Il 22 marzo 1996 rappresenta una data cruciale nella storia dell'intrattenimento digitale. È il giorno in cui Resident Evil debutta in Giappone su PlayStation, e con esso inizia una rivoluzione nel modo di raccontare la paura attraverso i videogiochi. Tre decenni dopo, la serie ha lasciato un'impronta indelebile nel genere horror, generando non solo decine di capitoli e remake, ma anche romanzi e trasposizioni cinematografiche che hanno sorpreso persino gli scettici più convinti.

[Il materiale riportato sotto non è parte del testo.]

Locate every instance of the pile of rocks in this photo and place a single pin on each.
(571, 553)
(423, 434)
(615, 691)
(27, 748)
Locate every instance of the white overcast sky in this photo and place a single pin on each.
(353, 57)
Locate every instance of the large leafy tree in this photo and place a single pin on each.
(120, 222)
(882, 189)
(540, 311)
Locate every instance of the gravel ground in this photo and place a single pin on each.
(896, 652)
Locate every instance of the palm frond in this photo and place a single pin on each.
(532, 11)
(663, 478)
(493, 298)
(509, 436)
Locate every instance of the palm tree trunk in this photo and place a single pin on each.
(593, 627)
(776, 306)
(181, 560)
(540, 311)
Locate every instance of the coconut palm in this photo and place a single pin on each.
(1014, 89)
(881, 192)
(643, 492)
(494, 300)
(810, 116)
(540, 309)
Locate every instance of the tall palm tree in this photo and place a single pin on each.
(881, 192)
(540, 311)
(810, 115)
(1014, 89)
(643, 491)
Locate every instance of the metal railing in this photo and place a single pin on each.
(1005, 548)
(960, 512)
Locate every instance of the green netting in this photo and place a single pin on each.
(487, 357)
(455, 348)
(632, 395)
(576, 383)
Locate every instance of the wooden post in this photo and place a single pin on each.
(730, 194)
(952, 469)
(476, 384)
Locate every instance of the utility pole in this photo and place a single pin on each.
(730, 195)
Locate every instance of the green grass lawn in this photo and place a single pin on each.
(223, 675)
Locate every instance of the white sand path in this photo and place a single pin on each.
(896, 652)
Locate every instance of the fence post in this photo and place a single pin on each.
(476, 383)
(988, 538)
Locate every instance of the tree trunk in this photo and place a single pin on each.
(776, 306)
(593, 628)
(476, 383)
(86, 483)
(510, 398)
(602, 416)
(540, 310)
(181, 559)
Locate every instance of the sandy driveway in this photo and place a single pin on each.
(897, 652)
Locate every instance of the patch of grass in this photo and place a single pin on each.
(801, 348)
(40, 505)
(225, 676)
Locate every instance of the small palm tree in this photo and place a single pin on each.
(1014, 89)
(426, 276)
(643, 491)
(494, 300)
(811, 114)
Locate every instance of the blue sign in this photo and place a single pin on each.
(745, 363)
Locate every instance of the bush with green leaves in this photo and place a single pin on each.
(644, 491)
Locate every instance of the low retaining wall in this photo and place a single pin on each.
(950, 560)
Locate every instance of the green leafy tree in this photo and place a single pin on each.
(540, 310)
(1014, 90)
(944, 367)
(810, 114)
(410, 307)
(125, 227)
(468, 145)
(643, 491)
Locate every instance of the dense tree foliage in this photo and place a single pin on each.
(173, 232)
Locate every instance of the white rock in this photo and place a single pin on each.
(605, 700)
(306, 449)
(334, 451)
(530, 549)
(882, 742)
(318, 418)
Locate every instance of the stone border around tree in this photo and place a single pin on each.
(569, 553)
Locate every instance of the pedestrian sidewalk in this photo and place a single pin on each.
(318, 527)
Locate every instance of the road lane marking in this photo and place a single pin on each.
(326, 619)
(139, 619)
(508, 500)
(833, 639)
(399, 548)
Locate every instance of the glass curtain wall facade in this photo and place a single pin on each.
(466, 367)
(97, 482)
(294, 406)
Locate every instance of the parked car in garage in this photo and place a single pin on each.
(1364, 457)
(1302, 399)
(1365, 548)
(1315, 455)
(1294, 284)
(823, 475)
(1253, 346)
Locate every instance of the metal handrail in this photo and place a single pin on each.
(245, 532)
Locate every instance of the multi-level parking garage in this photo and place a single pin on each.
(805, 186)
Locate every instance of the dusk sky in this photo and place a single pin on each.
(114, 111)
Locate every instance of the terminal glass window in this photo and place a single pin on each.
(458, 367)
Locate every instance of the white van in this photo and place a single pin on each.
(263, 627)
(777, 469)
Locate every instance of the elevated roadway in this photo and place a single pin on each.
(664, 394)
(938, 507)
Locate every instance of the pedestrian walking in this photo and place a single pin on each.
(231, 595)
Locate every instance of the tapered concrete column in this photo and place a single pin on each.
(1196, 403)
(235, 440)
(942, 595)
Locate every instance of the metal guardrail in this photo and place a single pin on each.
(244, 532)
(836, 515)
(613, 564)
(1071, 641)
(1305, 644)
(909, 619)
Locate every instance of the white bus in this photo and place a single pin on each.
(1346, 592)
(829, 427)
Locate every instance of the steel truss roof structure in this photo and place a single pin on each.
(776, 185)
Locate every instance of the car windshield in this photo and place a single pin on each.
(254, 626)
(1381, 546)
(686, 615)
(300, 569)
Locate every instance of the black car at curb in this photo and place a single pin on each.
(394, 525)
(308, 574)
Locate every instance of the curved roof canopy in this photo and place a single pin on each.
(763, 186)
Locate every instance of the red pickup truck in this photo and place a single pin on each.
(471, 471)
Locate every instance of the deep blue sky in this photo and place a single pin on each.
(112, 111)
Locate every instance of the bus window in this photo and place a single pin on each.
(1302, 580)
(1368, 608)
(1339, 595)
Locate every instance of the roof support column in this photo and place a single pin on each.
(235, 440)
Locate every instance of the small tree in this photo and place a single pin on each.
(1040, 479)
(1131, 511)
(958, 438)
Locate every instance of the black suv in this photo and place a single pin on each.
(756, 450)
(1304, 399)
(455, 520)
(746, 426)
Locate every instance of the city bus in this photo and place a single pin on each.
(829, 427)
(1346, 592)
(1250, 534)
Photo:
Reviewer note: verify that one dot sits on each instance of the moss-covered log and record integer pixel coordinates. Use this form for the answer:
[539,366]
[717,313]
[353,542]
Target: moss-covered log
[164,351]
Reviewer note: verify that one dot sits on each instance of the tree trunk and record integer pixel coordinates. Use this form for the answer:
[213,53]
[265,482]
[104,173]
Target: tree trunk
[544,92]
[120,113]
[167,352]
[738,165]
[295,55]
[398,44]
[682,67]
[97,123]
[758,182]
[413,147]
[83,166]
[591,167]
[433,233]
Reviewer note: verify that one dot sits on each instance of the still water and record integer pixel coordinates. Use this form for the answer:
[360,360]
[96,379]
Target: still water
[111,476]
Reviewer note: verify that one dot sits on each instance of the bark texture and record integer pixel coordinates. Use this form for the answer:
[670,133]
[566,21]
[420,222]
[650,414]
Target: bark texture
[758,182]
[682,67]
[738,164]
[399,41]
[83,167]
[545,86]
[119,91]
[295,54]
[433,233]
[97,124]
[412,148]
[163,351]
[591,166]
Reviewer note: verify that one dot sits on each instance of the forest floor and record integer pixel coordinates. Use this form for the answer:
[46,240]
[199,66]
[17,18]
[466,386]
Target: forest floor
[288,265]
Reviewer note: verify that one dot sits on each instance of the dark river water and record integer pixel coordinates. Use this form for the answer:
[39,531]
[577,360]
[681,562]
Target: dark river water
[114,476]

Il concept originale nacque dalla visione di Shinji Mikami, che per tre anni sviluppò autonomamente gli schizzi iniziali prima di assemblare un team di oltre 80 persone. Mikami attinse a piene mani dalle più significative opere horror del passato: la Spencer Mansion rievoca gli atmosfere inquietanti di Shining di Kubrick del 1980, mentre i corridoi claustrofobici e lo stato di assedio costante rimandano a Dawn of the Dead di Romero del 1978. Tuttavia, il vero debito stilistico va riconosciuto ad Alone in the Dark, il capolavoro lovecraftiano di Frédéric Raynal: lo stesso Mikami ha ammesso a Le Monde che "senza quella esperienza, avremmo probabilmente realizzato uno sparatutto in soggettiva". La struttura di gioco, il tema della sopravvivenza in una villa infestata, le angolazioni fisse e il campo visivo limitato costituiscono eredità dirette di quel titolo fondativo.

Mikami riuscì a codificare un vero e proprio linguaggio della paura attraverso scelte stilistiche precise e calcolate. La telecamera fissa diventa protagonista silenzioso: ogni stanza presenta un'angolazione diversa, strategicamente pensata per moltiplicare l'ansia dello spettatore. Le zone cieche fuori inquadratura alimentano l'incertezza costante, mentre gli ambienti dettagliati e realistici generano un'inquietudine mai provata prima nel medium ludico. Il risultato è un'esperienza che assomiglia a muoversi dentro una fotografia interattiva, elemento fondamentale che ha definito l'intera identità estetica del survival horror moderno.

Publicato originariamente con il nome di Biohazard in patria e Resident Evil in Occidente, il titolo raggiunse immediatamente il successo commerciale e critico. La qualità della proposta attirò rapidamente l'interesse dell'industria cinematografica, generando iniziali perplessità tra i fan che temevano una brutta rielaborazione in live action. Con il passare degli anni e l'uscita dei film, quelle preoccupazioni si sono rivelate infondate: le trasposizioni hanno saputo catturare l'essenza della saga, diventando protagoniste di un affascinante dibattito su come adattare esperienze interattive al grande schermo. Oggi, a tre decenni dal lancio originale, Resident Evil rimane un caso di studio su come una proprietà intellettuale possa prosperare attraverso media completamente differenti, trasformando il terrore videoludico in un'autentica epopea cinematografica che non accenna a perdere appeal.